Description
This Gluten-Free Sausage Gravy is a hearty, flavorful breakfast classic made with pork breakfast sausage and a creamy gluten-free roux. Perfectly seasoned with black pepper and served warm over gluten-free biscuits, it's an easy-to-make comfort food that caters to gluten-sensitive diets without compromising on taste.
Ingredients
Scale
Sausage Gravy
- 1 pound pork breakfast sausage
- 1/4 cup gluten-free measure-for-measure flour
- 2 1/2 cups whole milk
- 1/2-1 teaspoon black pepper
- salt, to taste
- 1 Tablespoon cold butter
Optional Garnish
- fresh chives or parsley, for garnish
Instructions
- Cook the Sausage: Heat a large skillet over medium-high heat and cook the pork breakfast sausage, breaking it up into crumbles with a spatula. Continue cooking until the sausage is browned and fully cooked through, ensuring no pink remains. Do not drain the sausage drippings, as they will be used for the roux.
- Make the Roux: Reduce the heat to medium. Sprinkle the gluten-free flour evenly over the cooked sausage and stir continuously for 1 to 2 minutes. Toast the flour until it turns a golden brown color similar to peanut butter. Stir constantly to prevent burning.
- Add Milk and Thicken: Gradually whisk in the whole milk and continue whisking constantly for 2 to 3 minutes. Cook until the mixture thickens to your desired gravy consistency. If the gravy becomes too thick, add more milk one tablespoon at a time, stirring to adjust the thickness.
- Season and Finish: Generously season the gravy with black pepper and salt to taste.
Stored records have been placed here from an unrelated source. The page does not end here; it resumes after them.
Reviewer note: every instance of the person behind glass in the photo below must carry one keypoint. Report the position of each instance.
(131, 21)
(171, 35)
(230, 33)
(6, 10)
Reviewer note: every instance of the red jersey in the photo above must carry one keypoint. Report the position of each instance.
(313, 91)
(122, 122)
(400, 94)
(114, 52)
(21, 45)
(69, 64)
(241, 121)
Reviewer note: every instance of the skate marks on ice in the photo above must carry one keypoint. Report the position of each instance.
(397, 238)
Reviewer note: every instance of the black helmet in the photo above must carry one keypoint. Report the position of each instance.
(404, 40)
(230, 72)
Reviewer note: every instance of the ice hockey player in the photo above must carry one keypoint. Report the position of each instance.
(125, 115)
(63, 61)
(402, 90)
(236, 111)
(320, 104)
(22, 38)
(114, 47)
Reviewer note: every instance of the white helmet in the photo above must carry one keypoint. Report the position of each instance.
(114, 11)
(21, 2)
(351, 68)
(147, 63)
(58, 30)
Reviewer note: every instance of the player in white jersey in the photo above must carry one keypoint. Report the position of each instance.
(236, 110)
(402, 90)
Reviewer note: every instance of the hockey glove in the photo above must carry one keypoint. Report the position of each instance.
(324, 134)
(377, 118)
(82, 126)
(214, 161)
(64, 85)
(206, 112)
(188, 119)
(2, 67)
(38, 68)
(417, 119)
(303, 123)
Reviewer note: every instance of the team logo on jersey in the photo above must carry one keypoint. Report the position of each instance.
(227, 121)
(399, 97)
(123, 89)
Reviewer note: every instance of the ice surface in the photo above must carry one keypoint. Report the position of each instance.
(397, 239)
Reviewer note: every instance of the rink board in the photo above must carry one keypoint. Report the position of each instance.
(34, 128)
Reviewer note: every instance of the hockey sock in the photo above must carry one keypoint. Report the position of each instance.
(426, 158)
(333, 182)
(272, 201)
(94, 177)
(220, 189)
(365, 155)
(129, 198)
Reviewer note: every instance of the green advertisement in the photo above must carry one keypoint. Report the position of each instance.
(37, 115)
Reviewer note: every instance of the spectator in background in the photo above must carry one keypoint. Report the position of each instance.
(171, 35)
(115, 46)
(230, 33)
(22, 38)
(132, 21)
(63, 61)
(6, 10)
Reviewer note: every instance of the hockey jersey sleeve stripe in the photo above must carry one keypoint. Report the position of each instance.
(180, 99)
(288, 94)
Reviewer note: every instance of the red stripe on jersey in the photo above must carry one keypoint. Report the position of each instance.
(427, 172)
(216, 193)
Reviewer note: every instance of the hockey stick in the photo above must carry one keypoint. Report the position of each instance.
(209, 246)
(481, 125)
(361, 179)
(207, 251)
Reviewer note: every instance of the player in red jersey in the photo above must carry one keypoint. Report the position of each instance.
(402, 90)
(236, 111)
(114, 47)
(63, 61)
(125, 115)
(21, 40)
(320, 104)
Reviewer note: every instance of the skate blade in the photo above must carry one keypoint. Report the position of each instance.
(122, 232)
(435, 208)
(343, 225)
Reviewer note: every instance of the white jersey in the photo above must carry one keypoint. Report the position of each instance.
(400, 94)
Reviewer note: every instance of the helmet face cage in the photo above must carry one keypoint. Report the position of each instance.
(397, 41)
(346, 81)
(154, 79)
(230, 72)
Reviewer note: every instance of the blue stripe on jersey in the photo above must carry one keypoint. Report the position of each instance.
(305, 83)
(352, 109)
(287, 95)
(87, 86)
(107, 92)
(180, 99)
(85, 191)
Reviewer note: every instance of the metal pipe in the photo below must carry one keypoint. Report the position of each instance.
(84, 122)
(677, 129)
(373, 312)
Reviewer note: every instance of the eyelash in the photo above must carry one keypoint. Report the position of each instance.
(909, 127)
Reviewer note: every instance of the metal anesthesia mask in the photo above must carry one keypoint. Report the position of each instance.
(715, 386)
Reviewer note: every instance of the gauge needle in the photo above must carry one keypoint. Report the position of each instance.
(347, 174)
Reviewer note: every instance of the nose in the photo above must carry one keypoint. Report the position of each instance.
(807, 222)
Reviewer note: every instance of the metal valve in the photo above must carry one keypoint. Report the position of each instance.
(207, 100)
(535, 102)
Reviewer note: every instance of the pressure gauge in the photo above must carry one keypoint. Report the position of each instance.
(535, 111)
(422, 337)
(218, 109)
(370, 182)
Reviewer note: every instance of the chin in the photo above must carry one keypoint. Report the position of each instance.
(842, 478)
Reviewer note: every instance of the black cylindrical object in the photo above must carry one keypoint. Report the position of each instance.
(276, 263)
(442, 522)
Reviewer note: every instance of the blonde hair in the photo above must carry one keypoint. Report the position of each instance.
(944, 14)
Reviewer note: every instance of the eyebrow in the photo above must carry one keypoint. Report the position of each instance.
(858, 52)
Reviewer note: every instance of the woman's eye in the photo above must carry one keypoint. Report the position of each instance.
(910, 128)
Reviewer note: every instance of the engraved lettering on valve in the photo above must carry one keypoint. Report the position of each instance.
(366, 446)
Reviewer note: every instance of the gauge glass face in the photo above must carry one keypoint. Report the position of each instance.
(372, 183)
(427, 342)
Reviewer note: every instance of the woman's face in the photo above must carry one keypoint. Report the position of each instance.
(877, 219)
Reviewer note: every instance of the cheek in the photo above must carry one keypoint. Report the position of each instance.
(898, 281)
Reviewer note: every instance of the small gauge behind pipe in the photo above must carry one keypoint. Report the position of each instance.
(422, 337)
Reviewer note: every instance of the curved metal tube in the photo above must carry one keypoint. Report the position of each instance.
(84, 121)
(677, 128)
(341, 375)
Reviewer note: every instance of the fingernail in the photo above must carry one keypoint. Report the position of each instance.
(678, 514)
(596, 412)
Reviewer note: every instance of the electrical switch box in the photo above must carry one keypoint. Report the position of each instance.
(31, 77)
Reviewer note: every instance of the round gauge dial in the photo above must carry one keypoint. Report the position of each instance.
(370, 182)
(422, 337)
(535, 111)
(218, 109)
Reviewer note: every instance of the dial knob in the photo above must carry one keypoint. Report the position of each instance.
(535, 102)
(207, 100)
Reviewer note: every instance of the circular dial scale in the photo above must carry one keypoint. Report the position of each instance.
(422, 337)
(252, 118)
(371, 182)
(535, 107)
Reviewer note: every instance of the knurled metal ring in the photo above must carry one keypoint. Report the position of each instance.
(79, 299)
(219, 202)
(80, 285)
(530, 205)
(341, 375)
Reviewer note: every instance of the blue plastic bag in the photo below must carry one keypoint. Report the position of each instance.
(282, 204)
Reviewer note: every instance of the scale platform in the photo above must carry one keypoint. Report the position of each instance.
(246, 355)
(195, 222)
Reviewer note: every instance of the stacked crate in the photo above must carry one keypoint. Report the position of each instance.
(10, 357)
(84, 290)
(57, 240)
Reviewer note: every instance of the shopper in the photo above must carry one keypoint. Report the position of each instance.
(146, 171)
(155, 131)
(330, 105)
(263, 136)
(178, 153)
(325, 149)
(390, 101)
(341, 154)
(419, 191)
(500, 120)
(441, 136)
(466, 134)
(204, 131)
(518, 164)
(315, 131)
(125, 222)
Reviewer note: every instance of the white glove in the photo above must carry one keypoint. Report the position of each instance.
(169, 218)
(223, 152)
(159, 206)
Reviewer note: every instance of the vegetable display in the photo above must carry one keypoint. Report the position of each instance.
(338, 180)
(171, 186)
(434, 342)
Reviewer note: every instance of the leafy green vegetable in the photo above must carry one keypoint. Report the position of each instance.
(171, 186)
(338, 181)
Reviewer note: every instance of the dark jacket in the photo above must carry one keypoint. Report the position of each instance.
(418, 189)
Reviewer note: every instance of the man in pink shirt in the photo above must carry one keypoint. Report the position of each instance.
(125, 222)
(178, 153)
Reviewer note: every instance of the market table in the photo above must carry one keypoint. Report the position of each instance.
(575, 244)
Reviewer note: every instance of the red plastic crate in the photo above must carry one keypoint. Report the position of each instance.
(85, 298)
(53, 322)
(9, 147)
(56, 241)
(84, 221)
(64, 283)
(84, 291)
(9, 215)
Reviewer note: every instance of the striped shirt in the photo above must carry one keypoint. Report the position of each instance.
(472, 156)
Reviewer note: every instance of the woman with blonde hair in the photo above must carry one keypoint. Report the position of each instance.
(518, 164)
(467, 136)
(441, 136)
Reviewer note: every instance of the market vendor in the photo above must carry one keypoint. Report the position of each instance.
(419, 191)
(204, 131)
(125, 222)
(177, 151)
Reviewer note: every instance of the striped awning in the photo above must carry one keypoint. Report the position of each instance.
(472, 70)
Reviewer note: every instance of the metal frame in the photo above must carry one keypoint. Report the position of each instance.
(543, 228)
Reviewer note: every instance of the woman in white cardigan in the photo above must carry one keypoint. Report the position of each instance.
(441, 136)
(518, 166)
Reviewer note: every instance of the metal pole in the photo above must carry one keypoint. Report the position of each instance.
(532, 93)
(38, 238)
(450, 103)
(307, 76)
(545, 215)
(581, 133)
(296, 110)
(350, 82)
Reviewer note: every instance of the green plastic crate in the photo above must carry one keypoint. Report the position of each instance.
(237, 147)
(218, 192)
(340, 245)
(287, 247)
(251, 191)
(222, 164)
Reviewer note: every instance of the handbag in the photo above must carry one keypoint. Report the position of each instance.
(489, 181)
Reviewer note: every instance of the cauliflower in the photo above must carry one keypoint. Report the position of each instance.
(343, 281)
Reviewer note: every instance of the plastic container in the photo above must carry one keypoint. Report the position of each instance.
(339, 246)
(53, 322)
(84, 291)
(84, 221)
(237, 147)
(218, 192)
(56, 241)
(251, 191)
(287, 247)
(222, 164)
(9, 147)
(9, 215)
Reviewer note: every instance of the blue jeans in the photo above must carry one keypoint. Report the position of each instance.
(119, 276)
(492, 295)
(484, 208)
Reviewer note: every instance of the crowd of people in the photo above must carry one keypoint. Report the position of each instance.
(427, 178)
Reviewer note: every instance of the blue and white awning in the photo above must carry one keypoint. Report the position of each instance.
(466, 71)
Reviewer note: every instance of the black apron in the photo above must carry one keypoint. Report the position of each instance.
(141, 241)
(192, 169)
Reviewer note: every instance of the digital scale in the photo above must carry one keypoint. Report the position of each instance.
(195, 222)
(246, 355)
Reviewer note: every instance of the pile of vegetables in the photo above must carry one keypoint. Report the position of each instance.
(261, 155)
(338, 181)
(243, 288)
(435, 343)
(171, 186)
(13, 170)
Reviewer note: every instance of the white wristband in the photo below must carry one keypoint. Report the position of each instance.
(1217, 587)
Remove the skillet from heat and stir in the cold butter until melted and combined. This adds richness and a silky texture to the gravy.
- Serve and Store: Serve the sausage gravy warm over gluten-free biscuits or your favorite side. Garnish with fresh chives or parsley if desired. Store leftovers in an airtight container in the refrigerator for 2 to 3 days. Reheat gently on the stovetop or microwave with a drizzle of milk to restore creaminess. Note that sausage gravy does not freeze well.
Notes
- Use gluten-free measure-for-measure flour for the best thickening results and to maintain gluten-free status.
- Do not drain the sausage drippings; they add great flavor to the gravy.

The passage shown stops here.